ISIS fighters in the Philippines are forcing women to become sex slaves and hiding behind 100 Christian human shields as the vicious battle to retake a city held by the militants enters its second month.

Terrorists from the Maute group seized Marawi City five weeks ago and have taken hostages who they are forcing to convert to Islam and carry wounded fighters.

Most of Marawi's 200,000 citizens have fled since the attack on May 23, and those left behind have been subjected to horrific abuse, according to escapees. 

'They are being forced to be sex slaves, forced to destroy the dignity of these women,' said army spokesman Jo-Ar Herrera.

'This is what is happening inside, this is very evident..these are evil personalities.'

Hostages include leading churchman Father Teresito Soganub. 

Abdullah Maute, one of two brothers who formed the group, said on Sunday he would free Soganub in return for his parents, who are being held by police. 

But this request was refused by Philippines president Rodrigo Duterte, with his spokesman saying any bargaining with terrorists was against government policy. 

Heavy clashes broke out today as strongman leader Duterte ordered intense bombing raids by planes on the shrinking rebel zone. 

The authorities believe Soganub and more than 100 other Christians are being held by the ISIS-affiliated insurgents as human shields.

Taking advantage of a short truce on Sunday to mark the Eid al-Fitr, eight Muslim leaders entered the conflict zone and met briefly with Maute. 

This meeting was condemned by the Philippine government, who said it was sticking to its policy of not negotiating with the terrorists. 
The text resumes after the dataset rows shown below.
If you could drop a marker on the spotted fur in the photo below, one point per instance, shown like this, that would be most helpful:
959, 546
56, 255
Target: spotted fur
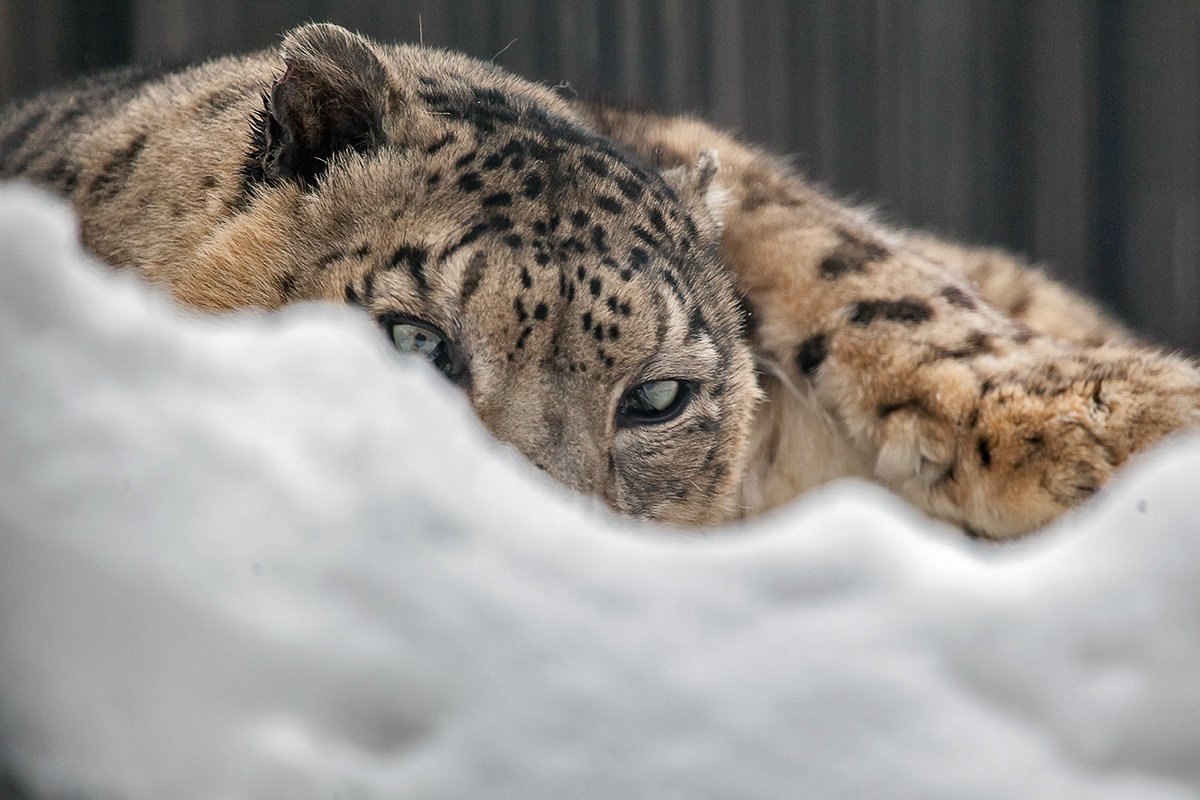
969, 383
420, 184
574, 253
A spokesman said: 'Let us remind the public, the gravity of the terrorists and their supporters' offences is immense and they must be held accountable for all their actions.' 

The Maute brothers' father, Cayamora Maute, was arrested on June 6 in Davao City, about 140 km southeast of Marawi. 
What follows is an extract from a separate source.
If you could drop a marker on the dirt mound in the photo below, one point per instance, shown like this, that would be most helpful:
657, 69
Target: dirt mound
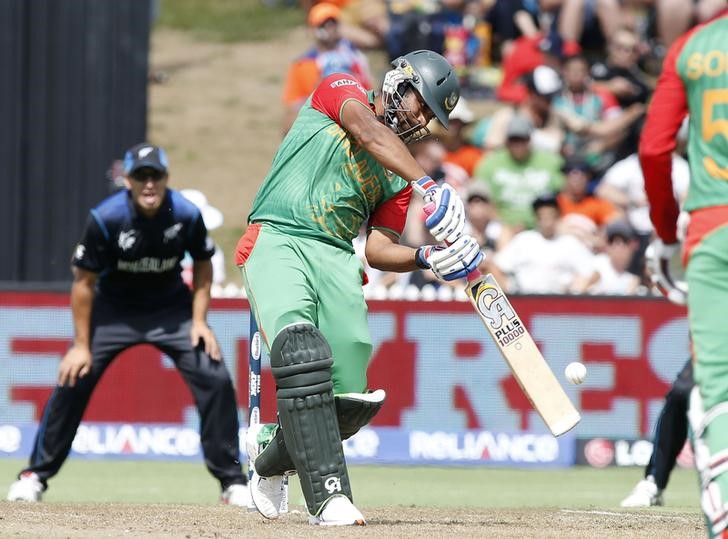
53, 520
Their influential businesswoman mother, Farhana Maute, was arrested three days later, closer to Marawi.

The military's public relations machine has been insisting the rebel leadership was crumbling, saying top commanders had escaped or been killed.

It said the rebels had executed some of their own men for wanting to surrender.
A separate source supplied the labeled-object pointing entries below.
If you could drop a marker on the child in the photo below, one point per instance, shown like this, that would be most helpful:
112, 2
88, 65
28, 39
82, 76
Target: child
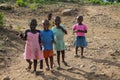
80, 30
59, 31
32, 47
51, 21
47, 40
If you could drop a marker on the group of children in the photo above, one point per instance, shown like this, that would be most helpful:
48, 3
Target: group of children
39, 43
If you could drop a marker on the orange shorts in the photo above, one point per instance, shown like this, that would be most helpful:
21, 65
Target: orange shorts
47, 53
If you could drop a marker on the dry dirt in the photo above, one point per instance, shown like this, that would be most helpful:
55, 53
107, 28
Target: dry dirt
102, 55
And authorities claimed Isnilon Hapilon, ISIS's anointed 'emir' in Southeast Asia, had fled the warzone and 'abandoned his comrades'.

Military officers, however, have said they lack solid proof of such developments and were working to verify intelligence reports.

The protracted siege on Marawi has caused concerns about the strength of ISIS in the southern Philippines.

The rebels' organisation, combat capability and use of heavy weapons has raised fears in the mainly Roman Catholic country that it is unprepared for the threat.

Fighting has raged in the town since an operation to arrest Hapilon went wrong on May 23, leading to the government losing not just Hapilon, but control of the city.

Some 70 servicemen, 27 civilians and 290 militants have since been killed  and 246,000 people have been displaced from a town where some neighbourhoods have been reduced to rubble.

Fleeing residents believe large numbers of civilians may have been killed while trapped in areas under fire from militant snipers and battered by artillery and air strikes.